The data sample made available amounts to 20% of the total data set collected by the LHCb experiment in 2011 and 2012 during LHC Run 1. It comprises 200 terabytes containing information obtained from proton-proton collision events filtered and recorded with the detector. The LHCb collaboration has preprocessed the data by reconstructing experimental signatures, such as the trajectories of charged particles, from the raw information delivered by its complex detector system. The data is filtered, classified according to approximately 300 processes and decays, and made available in the same format as that used by LHCb physicists.
The analysis of LHC data is a complex and time-consuming exercise. Therefore, to facilitate the analysis, the samples are accompanied by extensive documentation and metadata, as well as a glossary explaining several hundred special terms used in the preprocessing. The data can be analysed using dedicated LHCb algorithms, which are available as open source software.

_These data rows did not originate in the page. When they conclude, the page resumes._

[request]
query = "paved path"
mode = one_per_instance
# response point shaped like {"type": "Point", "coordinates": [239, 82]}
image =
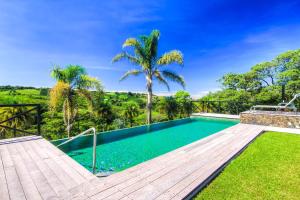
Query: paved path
{"type": "Point", "coordinates": [32, 168]}
{"type": "Point", "coordinates": [217, 115]}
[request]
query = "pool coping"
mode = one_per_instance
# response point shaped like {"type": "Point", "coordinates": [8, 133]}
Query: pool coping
{"type": "Point", "coordinates": [180, 174]}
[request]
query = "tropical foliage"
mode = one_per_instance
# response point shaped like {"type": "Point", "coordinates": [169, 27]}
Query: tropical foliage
{"type": "Point", "coordinates": [264, 83]}
{"type": "Point", "coordinates": [72, 83]}
{"type": "Point", "coordinates": [150, 64]}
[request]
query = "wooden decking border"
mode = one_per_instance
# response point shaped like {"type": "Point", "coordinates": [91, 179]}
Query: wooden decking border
{"type": "Point", "coordinates": [33, 168]}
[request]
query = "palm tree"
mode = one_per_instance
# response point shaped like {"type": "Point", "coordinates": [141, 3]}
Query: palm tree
{"type": "Point", "coordinates": [72, 82]}
{"type": "Point", "coordinates": [131, 110]}
{"type": "Point", "coordinates": [20, 122]}
{"type": "Point", "coordinates": [151, 65]}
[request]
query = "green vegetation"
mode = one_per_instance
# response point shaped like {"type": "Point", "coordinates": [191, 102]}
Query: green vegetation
{"type": "Point", "coordinates": [262, 84]}
{"type": "Point", "coordinates": [72, 83]}
{"type": "Point", "coordinates": [151, 65]}
{"type": "Point", "coordinates": [108, 113]}
{"type": "Point", "coordinates": [267, 169]}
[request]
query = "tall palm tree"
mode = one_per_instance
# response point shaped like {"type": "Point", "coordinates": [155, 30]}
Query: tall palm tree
{"type": "Point", "coordinates": [72, 82]}
{"type": "Point", "coordinates": [151, 65]}
{"type": "Point", "coordinates": [20, 122]}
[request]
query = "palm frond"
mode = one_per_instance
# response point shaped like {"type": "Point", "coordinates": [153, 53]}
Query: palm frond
{"type": "Point", "coordinates": [160, 79]}
{"type": "Point", "coordinates": [151, 45]}
{"type": "Point", "coordinates": [88, 82]}
{"type": "Point", "coordinates": [172, 76]}
{"type": "Point", "coordinates": [58, 93]}
{"type": "Point", "coordinates": [125, 55]}
{"type": "Point", "coordinates": [133, 72]}
{"type": "Point", "coordinates": [58, 73]}
{"type": "Point", "coordinates": [171, 57]}
{"type": "Point", "coordinates": [87, 95]}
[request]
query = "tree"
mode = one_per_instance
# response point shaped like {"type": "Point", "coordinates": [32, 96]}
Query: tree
{"type": "Point", "coordinates": [169, 106]}
{"type": "Point", "coordinates": [131, 110]}
{"type": "Point", "coordinates": [21, 122]}
{"type": "Point", "coordinates": [72, 83]}
{"type": "Point", "coordinates": [184, 102]}
{"type": "Point", "coordinates": [151, 65]}
{"type": "Point", "coordinates": [102, 111]}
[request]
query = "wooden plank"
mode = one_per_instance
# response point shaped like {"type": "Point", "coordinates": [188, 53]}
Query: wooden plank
{"type": "Point", "coordinates": [27, 183]}
{"type": "Point", "coordinates": [203, 172]}
{"type": "Point", "coordinates": [49, 175]}
{"type": "Point", "coordinates": [175, 175]}
{"type": "Point", "coordinates": [13, 182]}
{"type": "Point", "coordinates": [38, 177]}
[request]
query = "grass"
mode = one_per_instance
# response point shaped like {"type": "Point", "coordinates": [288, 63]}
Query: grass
{"type": "Point", "coordinates": [268, 169]}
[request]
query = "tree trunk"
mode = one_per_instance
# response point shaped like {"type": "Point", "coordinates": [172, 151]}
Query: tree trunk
{"type": "Point", "coordinates": [67, 116]}
{"type": "Point", "coordinates": [149, 100]}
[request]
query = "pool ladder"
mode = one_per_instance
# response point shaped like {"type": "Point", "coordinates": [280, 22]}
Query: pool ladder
{"type": "Point", "coordinates": [94, 144]}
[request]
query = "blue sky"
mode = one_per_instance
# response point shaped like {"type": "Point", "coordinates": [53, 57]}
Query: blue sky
{"type": "Point", "coordinates": [215, 37]}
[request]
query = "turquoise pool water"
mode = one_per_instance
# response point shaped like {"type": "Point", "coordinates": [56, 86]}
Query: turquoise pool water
{"type": "Point", "coordinates": [121, 149]}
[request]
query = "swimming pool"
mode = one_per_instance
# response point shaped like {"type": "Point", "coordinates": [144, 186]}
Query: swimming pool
{"type": "Point", "coordinates": [120, 149]}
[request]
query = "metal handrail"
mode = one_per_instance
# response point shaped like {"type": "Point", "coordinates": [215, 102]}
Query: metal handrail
{"type": "Point", "coordinates": [94, 144]}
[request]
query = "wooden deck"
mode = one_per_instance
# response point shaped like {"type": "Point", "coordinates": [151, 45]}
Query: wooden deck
{"type": "Point", "coordinates": [32, 168]}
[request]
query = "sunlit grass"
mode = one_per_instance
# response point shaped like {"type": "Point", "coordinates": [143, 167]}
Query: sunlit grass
{"type": "Point", "coordinates": [268, 169]}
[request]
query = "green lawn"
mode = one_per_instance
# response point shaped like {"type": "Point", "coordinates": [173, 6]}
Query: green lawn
{"type": "Point", "coordinates": [268, 169]}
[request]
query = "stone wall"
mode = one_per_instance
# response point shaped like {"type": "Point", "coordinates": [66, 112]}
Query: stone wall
{"type": "Point", "coordinates": [269, 118]}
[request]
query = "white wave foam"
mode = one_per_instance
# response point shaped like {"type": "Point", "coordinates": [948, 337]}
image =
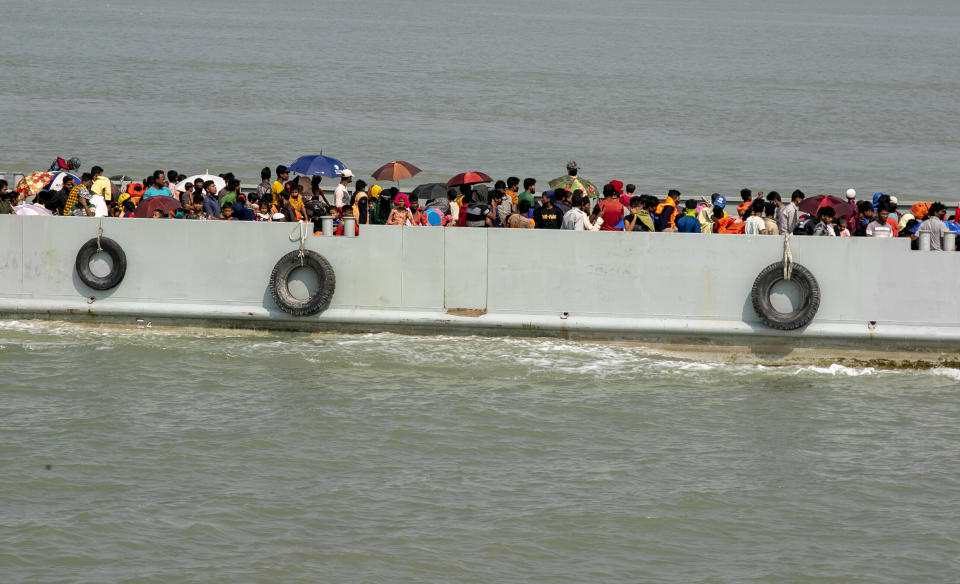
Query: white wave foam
{"type": "Point", "coordinates": [953, 374]}
{"type": "Point", "coordinates": [837, 370]}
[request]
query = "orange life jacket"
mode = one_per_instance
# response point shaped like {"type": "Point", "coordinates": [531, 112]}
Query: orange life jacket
{"type": "Point", "coordinates": [668, 203]}
{"type": "Point", "coordinates": [729, 225]}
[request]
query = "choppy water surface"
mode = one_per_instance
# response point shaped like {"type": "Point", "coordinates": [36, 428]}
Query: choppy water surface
{"type": "Point", "coordinates": [190, 456]}
{"type": "Point", "coordinates": [700, 95]}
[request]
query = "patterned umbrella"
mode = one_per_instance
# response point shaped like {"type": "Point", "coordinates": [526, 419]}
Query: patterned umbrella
{"type": "Point", "coordinates": [33, 183]}
{"type": "Point", "coordinates": [56, 183]}
{"type": "Point", "coordinates": [813, 204]}
{"type": "Point", "coordinates": [395, 171]}
{"type": "Point", "coordinates": [468, 178]}
{"type": "Point", "coordinates": [572, 183]}
{"type": "Point", "coordinates": [318, 164]}
{"type": "Point", "coordinates": [163, 203]}
{"type": "Point", "coordinates": [32, 210]}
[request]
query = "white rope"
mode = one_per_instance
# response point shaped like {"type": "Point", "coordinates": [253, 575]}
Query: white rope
{"type": "Point", "coordinates": [787, 257]}
{"type": "Point", "coordinates": [302, 226]}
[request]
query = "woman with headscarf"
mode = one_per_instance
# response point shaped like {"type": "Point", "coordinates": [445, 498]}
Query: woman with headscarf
{"type": "Point", "coordinates": [381, 210]}
{"type": "Point", "coordinates": [401, 214]}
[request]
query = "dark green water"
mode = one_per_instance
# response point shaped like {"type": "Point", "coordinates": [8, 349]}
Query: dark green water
{"type": "Point", "coordinates": [184, 457]}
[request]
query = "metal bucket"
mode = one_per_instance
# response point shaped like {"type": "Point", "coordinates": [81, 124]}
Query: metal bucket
{"type": "Point", "coordinates": [326, 225]}
{"type": "Point", "coordinates": [949, 241]}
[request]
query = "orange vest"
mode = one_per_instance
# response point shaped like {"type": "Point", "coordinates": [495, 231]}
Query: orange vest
{"type": "Point", "coordinates": [729, 225]}
{"type": "Point", "coordinates": [668, 203]}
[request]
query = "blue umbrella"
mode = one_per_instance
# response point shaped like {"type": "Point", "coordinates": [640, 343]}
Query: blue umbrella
{"type": "Point", "coordinates": [317, 164]}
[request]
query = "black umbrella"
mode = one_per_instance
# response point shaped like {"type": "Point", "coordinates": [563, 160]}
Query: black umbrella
{"type": "Point", "coordinates": [430, 191]}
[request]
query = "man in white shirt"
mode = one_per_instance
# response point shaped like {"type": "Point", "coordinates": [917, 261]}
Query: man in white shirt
{"type": "Point", "coordinates": [754, 223]}
{"type": "Point", "coordinates": [934, 225]}
{"type": "Point", "coordinates": [879, 226]}
{"type": "Point", "coordinates": [341, 196]}
{"type": "Point", "coordinates": [787, 217]}
{"type": "Point", "coordinates": [577, 219]}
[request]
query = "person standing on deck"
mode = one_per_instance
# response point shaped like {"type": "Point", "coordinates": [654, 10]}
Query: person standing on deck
{"type": "Point", "coordinates": [341, 195]}
{"type": "Point", "coordinates": [263, 189]}
{"type": "Point", "coordinates": [529, 190]}
{"type": "Point", "coordinates": [789, 213]}
{"type": "Point", "coordinates": [277, 187]}
{"type": "Point", "coordinates": [211, 206]}
{"type": "Point", "coordinates": [547, 215]}
{"type": "Point", "coordinates": [934, 225]}
{"type": "Point", "coordinates": [101, 184]}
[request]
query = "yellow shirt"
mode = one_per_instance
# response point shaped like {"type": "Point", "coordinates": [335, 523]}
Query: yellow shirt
{"type": "Point", "coordinates": [276, 189]}
{"type": "Point", "coordinates": [101, 186]}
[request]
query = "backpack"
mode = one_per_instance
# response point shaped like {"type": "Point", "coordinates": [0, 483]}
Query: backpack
{"type": "Point", "coordinates": [804, 226]}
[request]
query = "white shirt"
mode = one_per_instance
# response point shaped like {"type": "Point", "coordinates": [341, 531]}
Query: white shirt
{"type": "Point", "coordinates": [754, 225]}
{"type": "Point", "coordinates": [341, 196]}
{"type": "Point", "coordinates": [99, 206]}
{"type": "Point", "coordinates": [577, 220]}
{"type": "Point", "coordinates": [875, 229]}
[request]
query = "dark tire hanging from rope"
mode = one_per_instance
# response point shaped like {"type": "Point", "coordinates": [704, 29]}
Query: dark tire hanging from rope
{"type": "Point", "coordinates": [86, 253]}
{"type": "Point", "coordinates": [280, 283]}
{"type": "Point", "coordinates": [785, 321]}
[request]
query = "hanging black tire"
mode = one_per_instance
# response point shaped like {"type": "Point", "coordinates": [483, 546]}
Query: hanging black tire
{"type": "Point", "coordinates": [809, 297]}
{"type": "Point", "coordinates": [86, 253]}
{"type": "Point", "coordinates": [280, 283]}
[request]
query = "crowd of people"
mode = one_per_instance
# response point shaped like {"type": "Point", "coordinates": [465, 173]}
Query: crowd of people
{"type": "Point", "coordinates": [509, 204]}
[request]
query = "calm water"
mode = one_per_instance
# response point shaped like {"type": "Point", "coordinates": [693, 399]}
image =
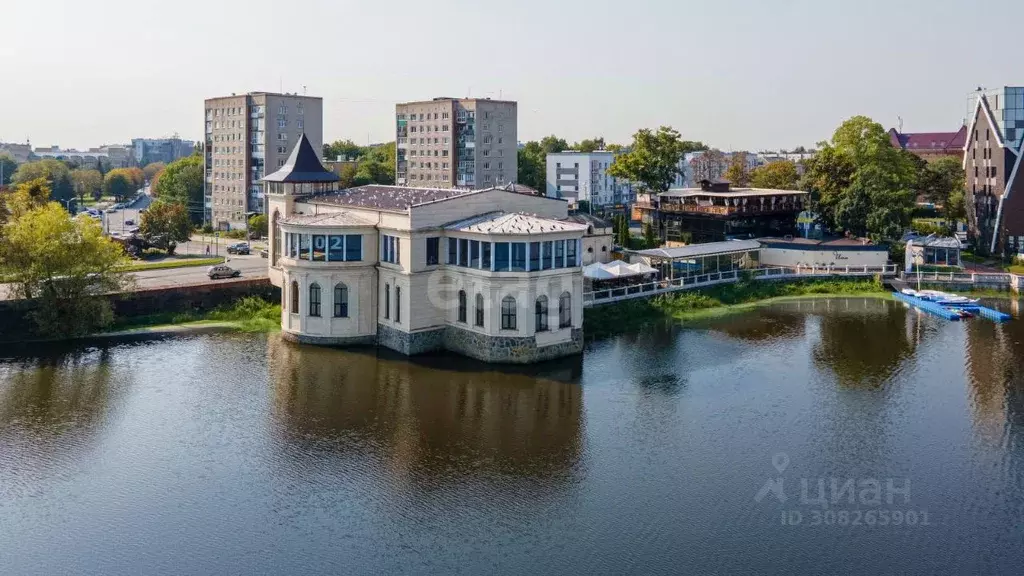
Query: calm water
{"type": "Point", "coordinates": [242, 454]}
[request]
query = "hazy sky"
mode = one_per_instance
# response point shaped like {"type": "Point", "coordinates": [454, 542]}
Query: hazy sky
{"type": "Point", "coordinates": [737, 74]}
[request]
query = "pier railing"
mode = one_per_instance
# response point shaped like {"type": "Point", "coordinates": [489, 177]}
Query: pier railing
{"type": "Point", "coordinates": [648, 289]}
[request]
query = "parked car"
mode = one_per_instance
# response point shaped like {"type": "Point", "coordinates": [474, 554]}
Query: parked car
{"type": "Point", "coordinates": [239, 248]}
{"type": "Point", "coordinates": [222, 271]}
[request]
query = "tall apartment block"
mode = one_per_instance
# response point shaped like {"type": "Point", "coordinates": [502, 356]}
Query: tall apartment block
{"type": "Point", "coordinates": [247, 136]}
{"type": "Point", "coordinates": [456, 142]}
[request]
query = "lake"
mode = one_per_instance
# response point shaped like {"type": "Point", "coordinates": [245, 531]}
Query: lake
{"type": "Point", "coordinates": [809, 437]}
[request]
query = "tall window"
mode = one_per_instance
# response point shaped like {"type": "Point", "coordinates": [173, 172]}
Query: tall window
{"type": "Point", "coordinates": [564, 311]}
{"type": "Point", "coordinates": [314, 299]}
{"type": "Point", "coordinates": [433, 250]}
{"type": "Point", "coordinates": [397, 304]}
{"type": "Point", "coordinates": [340, 300]}
{"type": "Point", "coordinates": [502, 256]}
{"type": "Point", "coordinates": [508, 313]}
{"type": "Point", "coordinates": [541, 314]}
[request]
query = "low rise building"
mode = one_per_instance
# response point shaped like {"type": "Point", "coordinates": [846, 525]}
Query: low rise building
{"type": "Point", "coordinates": [835, 252]}
{"type": "Point", "coordinates": [583, 176]}
{"type": "Point", "coordinates": [146, 151]}
{"type": "Point", "coordinates": [717, 212]}
{"type": "Point", "coordinates": [492, 274]}
{"type": "Point", "coordinates": [598, 241]}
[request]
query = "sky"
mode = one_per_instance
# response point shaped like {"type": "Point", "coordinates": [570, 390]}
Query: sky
{"type": "Point", "coordinates": [735, 74]}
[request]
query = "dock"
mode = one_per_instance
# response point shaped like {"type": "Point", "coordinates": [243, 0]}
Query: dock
{"type": "Point", "coordinates": [947, 313]}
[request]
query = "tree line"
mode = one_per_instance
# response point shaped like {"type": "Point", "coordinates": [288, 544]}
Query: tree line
{"type": "Point", "coordinates": [367, 165]}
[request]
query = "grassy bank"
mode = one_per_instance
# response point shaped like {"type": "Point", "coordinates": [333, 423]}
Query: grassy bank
{"type": "Point", "coordinates": [175, 262]}
{"type": "Point", "coordinates": [607, 320]}
{"type": "Point", "coordinates": [247, 315]}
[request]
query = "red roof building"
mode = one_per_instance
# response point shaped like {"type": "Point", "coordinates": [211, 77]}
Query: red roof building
{"type": "Point", "coordinates": [931, 146]}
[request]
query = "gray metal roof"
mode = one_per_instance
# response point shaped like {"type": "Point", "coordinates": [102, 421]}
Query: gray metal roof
{"type": "Point", "coordinates": [302, 166]}
{"type": "Point", "coordinates": [698, 250]}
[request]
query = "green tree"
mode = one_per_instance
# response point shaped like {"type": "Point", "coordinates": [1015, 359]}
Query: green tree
{"type": "Point", "coordinates": [590, 145]}
{"type": "Point", "coordinates": [181, 182]}
{"type": "Point", "coordinates": [118, 183]}
{"type": "Point", "coordinates": [342, 148]}
{"type": "Point", "coordinates": [165, 224]}
{"type": "Point", "coordinates": [258, 225]}
{"type": "Point", "coordinates": [552, 145]}
{"type": "Point", "coordinates": [859, 183]}
{"type": "Point", "coordinates": [152, 169]}
{"type": "Point", "coordinates": [738, 173]}
{"type": "Point", "coordinates": [7, 169]}
{"type": "Point", "coordinates": [377, 166]}
{"type": "Point", "coordinates": [650, 236]}
{"type": "Point", "coordinates": [775, 175]}
{"type": "Point", "coordinates": [652, 162]}
{"type": "Point", "coordinates": [56, 173]}
{"type": "Point", "coordinates": [67, 263]}
{"type": "Point", "coordinates": [86, 181]}
{"type": "Point", "coordinates": [531, 169]}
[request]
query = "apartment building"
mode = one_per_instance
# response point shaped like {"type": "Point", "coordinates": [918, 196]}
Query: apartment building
{"type": "Point", "coordinates": [456, 142]}
{"type": "Point", "coordinates": [146, 151]}
{"type": "Point", "coordinates": [247, 136]}
{"type": "Point", "coordinates": [991, 159]}
{"type": "Point", "coordinates": [579, 176]}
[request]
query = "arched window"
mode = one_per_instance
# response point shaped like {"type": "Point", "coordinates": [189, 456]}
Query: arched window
{"type": "Point", "coordinates": [541, 314]}
{"type": "Point", "coordinates": [340, 300]}
{"type": "Point", "coordinates": [397, 304]}
{"type": "Point", "coordinates": [462, 306]}
{"type": "Point", "coordinates": [564, 311]}
{"type": "Point", "coordinates": [508, 313]}
{"type": "Point", "coordinates": [479, 311]}
{"type": "Point", "coordinates": [314, 299]}
{"type": "Point", "coordinates": [275, 251]}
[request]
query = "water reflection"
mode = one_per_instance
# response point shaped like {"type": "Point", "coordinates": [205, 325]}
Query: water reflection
{"type": "Point", "coordinates": [863, 344]}
{"type": "Point", "coordinates": [433, 419]}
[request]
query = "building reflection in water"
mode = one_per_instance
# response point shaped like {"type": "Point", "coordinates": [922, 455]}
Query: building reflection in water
{"type": "Point", "coordinates": [429, 419]}
{"type": "Point", "coordinates": [995, 377]}
{"type": "Point", "coordinates": [863, 340]}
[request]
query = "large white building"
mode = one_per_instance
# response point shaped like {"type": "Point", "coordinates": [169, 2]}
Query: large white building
{"type": "Point", "coordinates": [579, 176]}
{"type": "Point", "coordinates": [492, 274]}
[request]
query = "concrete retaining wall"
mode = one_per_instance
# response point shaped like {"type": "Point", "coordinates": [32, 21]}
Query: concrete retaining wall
{"type": "Point", "coordinates": [15, 326]}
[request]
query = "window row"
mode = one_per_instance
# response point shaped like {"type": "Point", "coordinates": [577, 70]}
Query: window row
{"type": "Point", "coordinates": [510, 313]}
{"type": "Point", "coordinates": [509, 256]}
{"type": "Point", "coordinates": [340, 301]}
{"type": "Point", "coordinates": [324, 248]}
{"type": "Point", "coordinates": [390, 249]}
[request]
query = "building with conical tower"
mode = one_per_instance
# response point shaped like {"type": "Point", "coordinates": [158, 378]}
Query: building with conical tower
{"type": "Point", "coordinates": [492, 274]}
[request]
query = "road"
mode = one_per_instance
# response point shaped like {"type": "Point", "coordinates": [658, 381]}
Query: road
{"type": "Point", "coordinates": [252, 266]}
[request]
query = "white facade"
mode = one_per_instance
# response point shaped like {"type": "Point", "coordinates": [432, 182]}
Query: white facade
{"type": "Point", "coordinates": [580, 176]}
{"type": "Point", "coordinates": [491, 274]}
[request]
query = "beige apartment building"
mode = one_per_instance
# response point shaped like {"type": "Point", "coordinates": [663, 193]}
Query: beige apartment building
{"type": "Point", "coordinates": [456, 142]}
{"type": "Point", "coordinates": [247, 136]}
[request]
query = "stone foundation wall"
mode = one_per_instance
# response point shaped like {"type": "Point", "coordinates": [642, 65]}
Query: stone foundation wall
{"type": "Point", "coordinates": [508, 350]}
{"type": "Point", "coordinates": [410, 343]}
{"type": "Point", "coordinates": [330, 340]}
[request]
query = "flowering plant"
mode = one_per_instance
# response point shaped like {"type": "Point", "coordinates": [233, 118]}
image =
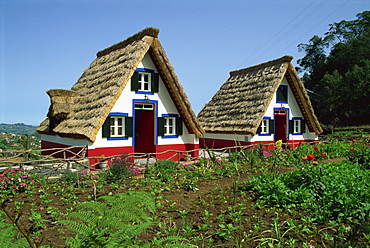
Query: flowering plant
{"type": "Point", "coordinates": [87, 175]}
{"type": "Point", "coordinates": [16, 181]}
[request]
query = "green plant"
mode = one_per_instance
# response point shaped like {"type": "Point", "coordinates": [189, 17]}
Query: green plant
{"type": "Point", "coordinates": [9, 236]}
{"type": "Point", "coordinates": [16, 181]}
{"type": "Point", "coordinates": [18, 226]}
{"type": "Point", "coordinates": [164, 170]}
{"type": "Point", "coordinates": [119, 169]}
{"type": "Point", "coordinates": [111, 220]}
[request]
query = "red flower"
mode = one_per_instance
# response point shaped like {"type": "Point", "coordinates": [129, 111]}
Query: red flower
{"type": "Point", "coordinates": [310, 157]}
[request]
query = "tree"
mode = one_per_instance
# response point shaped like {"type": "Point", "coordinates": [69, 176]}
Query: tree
{"type": "Point", "coordinates": [340, 79]}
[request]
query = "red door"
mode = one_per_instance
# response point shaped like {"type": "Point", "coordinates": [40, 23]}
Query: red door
{"type": "Point", "coordinates": [281, 126]}
{"type": "Point", "coordinates": [144, 131]}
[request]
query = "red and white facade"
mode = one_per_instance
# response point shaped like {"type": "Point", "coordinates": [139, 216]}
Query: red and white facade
{"type": "Point", "coordinates": [283, 120]}
{"type": "Point", "coordinates": [143, 120]}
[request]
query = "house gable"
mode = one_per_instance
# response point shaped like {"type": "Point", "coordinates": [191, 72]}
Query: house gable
{"type": "Point", "coordinates": [100, 86]}
{"type": "Point", "coordinates": [242, 101]}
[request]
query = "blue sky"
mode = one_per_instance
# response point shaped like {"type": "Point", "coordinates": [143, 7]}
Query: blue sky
{"type": "Point", "coordinates": [46, 44]}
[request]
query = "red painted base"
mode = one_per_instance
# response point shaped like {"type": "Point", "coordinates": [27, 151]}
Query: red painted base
{"type": "Point", "coordinates": [269, 145]}
{"type": "Point", "coordinates": [174, 152]}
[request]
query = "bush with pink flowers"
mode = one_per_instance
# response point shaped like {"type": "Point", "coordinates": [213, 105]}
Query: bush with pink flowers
{"type": "Point", "coordinates": [16, 181]}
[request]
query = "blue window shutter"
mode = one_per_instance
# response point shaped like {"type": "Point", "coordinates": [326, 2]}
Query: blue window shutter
{"type": "Point", "coordinates": [106, 128]}
{"type": "Point", "coordinates": [178, 126]}
{"type": "Point", "coordinates": [135, 81]}
{"type": "Point", "coordinates": [291, 126]}
{"type": "Point", "coordinates": [160, 126]}
{"type": "Point", "coordinates": [155, 82]}
{"type": "Point", "coordinates": [128, 126]}
{"type": "Point", "coordinates": [271, 126]}
{"type": "Point", "coordinates": [303, 126]}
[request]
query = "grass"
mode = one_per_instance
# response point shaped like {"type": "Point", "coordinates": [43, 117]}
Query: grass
{"type": "Point", "coordinates": [278, 201]}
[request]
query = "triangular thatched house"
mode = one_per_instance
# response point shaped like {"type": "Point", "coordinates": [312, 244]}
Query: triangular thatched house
{"type": "Point", "coordinates": [260, 105]}
{"type": "Point", "coordinates": [128, 100]}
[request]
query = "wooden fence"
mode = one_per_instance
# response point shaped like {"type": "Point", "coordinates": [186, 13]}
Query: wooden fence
{"type": "Point", "coordinates": [63, 158]}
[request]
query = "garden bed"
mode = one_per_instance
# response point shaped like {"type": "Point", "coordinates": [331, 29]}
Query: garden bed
{"type": "Point", "coordinates": [246, 200]}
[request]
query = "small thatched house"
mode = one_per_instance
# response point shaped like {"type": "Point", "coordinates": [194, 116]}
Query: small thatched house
{"type": "Point", "coordinates": [260, 105]}
{"type": "Point", "coordinates": [128, 100]}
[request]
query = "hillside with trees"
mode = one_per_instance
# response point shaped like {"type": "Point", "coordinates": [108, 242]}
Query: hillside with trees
{"type": "Point", "coordinates": [336, 68]}
{"type": "Point", "coordinates": [19, 128]}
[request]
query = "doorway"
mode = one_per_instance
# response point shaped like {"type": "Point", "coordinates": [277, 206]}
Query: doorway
{"type": "Point", "coordinates": [144, 128]}
{"type": "Point", "coordinates": [281, 130]}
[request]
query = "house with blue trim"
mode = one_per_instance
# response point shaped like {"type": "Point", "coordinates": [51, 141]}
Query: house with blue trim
{"type": "Point", "coordinates": [129, 100]}
{"type": "Point", "coordinates": [260, 105]}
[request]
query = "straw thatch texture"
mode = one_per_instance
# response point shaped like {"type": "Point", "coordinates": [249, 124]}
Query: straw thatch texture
{"type": "Point", "coordinates": [175, 89]}
{"type": "Point", "coordinates": [61, 102]}
{"type": "Point", "coordinates": [241, 102]}
{"type": "Point", "coordinates": [99, 87]}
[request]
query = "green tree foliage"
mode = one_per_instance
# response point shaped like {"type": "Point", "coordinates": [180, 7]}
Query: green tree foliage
{"type": "Point", "coordinates": [340, 80]}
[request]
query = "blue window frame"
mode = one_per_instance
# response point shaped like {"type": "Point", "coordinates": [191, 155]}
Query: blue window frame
{"type": "Point", "coordinates": [282, 94]}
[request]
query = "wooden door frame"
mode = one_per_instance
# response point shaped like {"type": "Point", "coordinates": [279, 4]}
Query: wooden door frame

The data is suitable for different types of physics studies and can be directly downloaded by anyone. "It is intended to be used by professional scientists and its interpretation needs some knowledge of particle physics, but everybody is invited to give it a try," continues Neubert. "It would be great if the data inspires new research directions and is used by researchers in other fields, such as data science and artificial intelligence. We are eager to hear from users of the data what they find."